• La protección de humedales quedó fuera de la propuesta Argentina para luchar contra el cambio climático

    2 de octubre de 2015. En el día de ayer, la Argentina presentó formalmente ante la ONU su INDC (Intended Nationally Determined Contributions, por sus siglas en inglés) que contiene el compromiso del país para la reducción de gases de efecto invernadero de cara a la Vigésimo Primera Conferencia de las Partes (COP21) de la Convención Marco de Naciones Unidas contra el Cambio Climático (CMNUCCC) que tendrá lugar en París a fin de año. En la cumbre, los países deberán alcanzar un acuerdo global que reemplace al Protocolo de Kioto, dirigido a mantener el aumento de la temperatura global por debajo de los 2 grados centígrados.

    La propuesta argentina, que establece una reducción del 15% de las emisiones de gases de efecto invernadero para el período 2020-2030, contiene una serie de medidas destinadas a dar cumplimiento de la meta propuesta por el país –una de las menos ambiciosas de la región-. Dentro de ellas, no figura una estrategia de protección de los humedales, ecosistemas vitales para la mitigación y adaptación del cambio climático.

    Los humedales  son fijadores de carbono y amortiguan tanto sequías como inundaciones. Así lo reconoció la Resolución 24 de la Convención relativa a los Humedales de Importancia Internacional, en su Conferencia de las Partes Nº 10, en el 2008 sobre “Cambio Climático y Humedales”, de la cual Argentina es parte. En la misma se insta a sus miembros “a que administren los humedales racionalmente para reducir las múltiples presiones que éstos enfrentan y aumentar su capacidad de recuperación ante el cambio climático y a que aprovechen las importantes oportunidades que presenta el uso de los humedales de forma racional como opción de respuesta para reducir los impactos del cambio climático”.

    Al mismo tiempo, los humedales son ecosistemas muy vulnerables al cambio climático, siendo especialmente sensibles a la ocurrencia de fenómenos extremos, las modificaciones en las temperaturas y en los patrones de precipitación. Informes científicos indican que la degradación y pérdida de muchos tipos de humedales está ocurriendo con mayor rapidez que en otros ecosistemas y que es probable que el cambio climático exacerbe esta tendencia, reduciendo su capacidad en el secuestro y almacenamiento de carbono. De hecho su degradación, como sucede en el caso de las turberas, los convierte en emisores de gases de efecto invernadero.

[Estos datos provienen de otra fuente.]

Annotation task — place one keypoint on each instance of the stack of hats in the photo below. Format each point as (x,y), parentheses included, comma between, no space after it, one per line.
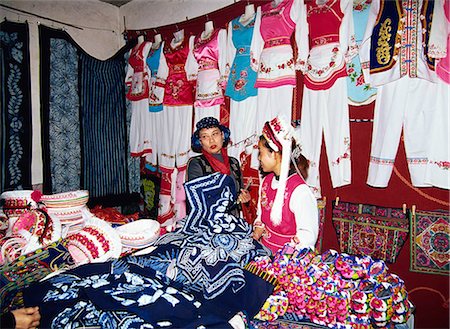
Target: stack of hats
(139,234)
(97,241)
(26,228)
(69,208)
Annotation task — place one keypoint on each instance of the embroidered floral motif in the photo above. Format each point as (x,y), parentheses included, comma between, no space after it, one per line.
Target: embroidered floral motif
(380,161)
(346,154)
(175,88)
(326,68)
(442,164)
(417,161)
(356,77)
(361,5)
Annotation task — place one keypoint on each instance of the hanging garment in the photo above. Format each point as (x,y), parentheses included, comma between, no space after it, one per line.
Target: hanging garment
(411,97)
(137,74)
(359,91)
(137,81)
(208,68)
(272,57)
(422,116)
(155,99)
(435,49)
(331,42)
(325,102)
(396,41)
(176,123)
(240,86)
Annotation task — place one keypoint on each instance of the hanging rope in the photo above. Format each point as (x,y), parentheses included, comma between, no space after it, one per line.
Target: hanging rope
(54,20)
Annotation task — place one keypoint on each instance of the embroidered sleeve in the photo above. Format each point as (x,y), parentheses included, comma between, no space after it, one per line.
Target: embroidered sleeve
(191,62)
(258,221)
(129,75)
(298,15)
(440,28)
(304,206)
(364,50)
(231,49)
(162,74)
(222,44)
(257,44)
(347,31)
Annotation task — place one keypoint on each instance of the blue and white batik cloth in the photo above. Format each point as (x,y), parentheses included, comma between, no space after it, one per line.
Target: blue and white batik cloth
(130,293)
(208,253)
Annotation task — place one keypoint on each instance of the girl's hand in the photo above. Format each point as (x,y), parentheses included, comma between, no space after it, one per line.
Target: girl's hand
(258,232)
(244,196)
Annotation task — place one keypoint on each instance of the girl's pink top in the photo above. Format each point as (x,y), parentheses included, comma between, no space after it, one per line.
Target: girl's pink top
(278,235)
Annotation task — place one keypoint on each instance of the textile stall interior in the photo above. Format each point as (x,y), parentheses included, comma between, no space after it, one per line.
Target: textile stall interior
(89,178)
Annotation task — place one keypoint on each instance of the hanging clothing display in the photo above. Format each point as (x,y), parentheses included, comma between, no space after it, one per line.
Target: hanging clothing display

    En su Quinto Informe de Evaluación, el Grupo Intergubernamental de Expertos sobre el Cambio Climático (IPCC) concluyó que la mayoría de las estimaciones globales no incluyen las emisiones derivadas de la combustión o la descomposición de turba después de un cambio de uso del suelo; y que, en particular, la descomposición del carbono en humedales y turberas no está reflejada en los modelos a pesar de la gran cantidad de carbono almacenado en estos ecosistemas y de su vulnerabilidad al calentamiento y a los cambios en el uso del suelo.

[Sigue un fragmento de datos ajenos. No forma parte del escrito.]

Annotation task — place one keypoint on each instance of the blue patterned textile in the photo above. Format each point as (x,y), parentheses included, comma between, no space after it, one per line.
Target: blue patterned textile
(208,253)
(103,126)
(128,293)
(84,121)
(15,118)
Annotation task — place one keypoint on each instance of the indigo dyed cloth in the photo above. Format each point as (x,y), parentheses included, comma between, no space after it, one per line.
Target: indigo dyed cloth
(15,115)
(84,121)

    Por su parte, la Convención de Cambio Climático (CMNUCC) adoptó a través de la Decisión 2/CMP.7 una nueva actividad de “drenaje y rehumidificación de humedales” para un segundo período de compromisos del Protocolo de Kyoto. En el mismo se reconoce que mediante la rehumidificación también se pueden restaurar los humedales hasta alcanzar un estado en el que las emisiones netas de CO2 se reducen mucho o incluso llegan a ser negativas, haciendo que estos funcionen como absorbedores netos de gases efecto invernadero de la atmósfera.

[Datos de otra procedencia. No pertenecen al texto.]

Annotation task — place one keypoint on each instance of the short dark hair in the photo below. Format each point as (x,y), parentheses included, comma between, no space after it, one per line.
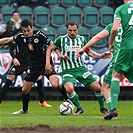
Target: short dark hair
(15,12)
(26,22)
(72,23)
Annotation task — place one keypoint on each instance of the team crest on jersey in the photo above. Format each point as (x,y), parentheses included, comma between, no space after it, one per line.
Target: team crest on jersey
(30,46)
(5,62)
(24,40)
(36,40)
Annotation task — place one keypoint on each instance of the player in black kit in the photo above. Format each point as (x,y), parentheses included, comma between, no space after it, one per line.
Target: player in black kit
(21,60)
(36,42)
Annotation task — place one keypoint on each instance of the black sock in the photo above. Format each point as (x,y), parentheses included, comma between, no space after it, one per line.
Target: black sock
(63,92)
(40,91)
(25,100)
(5,89)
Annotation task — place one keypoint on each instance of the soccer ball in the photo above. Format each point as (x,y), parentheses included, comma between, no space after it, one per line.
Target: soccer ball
(65,108)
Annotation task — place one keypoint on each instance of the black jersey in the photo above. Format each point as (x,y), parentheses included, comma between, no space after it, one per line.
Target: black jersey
(37,45)
(19,51)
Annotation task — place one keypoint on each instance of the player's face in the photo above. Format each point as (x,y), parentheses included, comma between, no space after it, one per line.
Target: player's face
(28,31)
(72,31)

    Desde mediados de 2014 un proyecto de Ley de Humedales se encuentra demorado en la Comisión de Recursos Naturales y Ambiente Humano del Congreso de la Nación a la espera de ser sancionado. De no llegar al recinto este año, el proyecto perderá estado parlamentario. Más de 100 organizaciones de todo el país vienen trabajando para que los Diputados aprueben la ley de vital importancia para la protección de estos ecosistemas.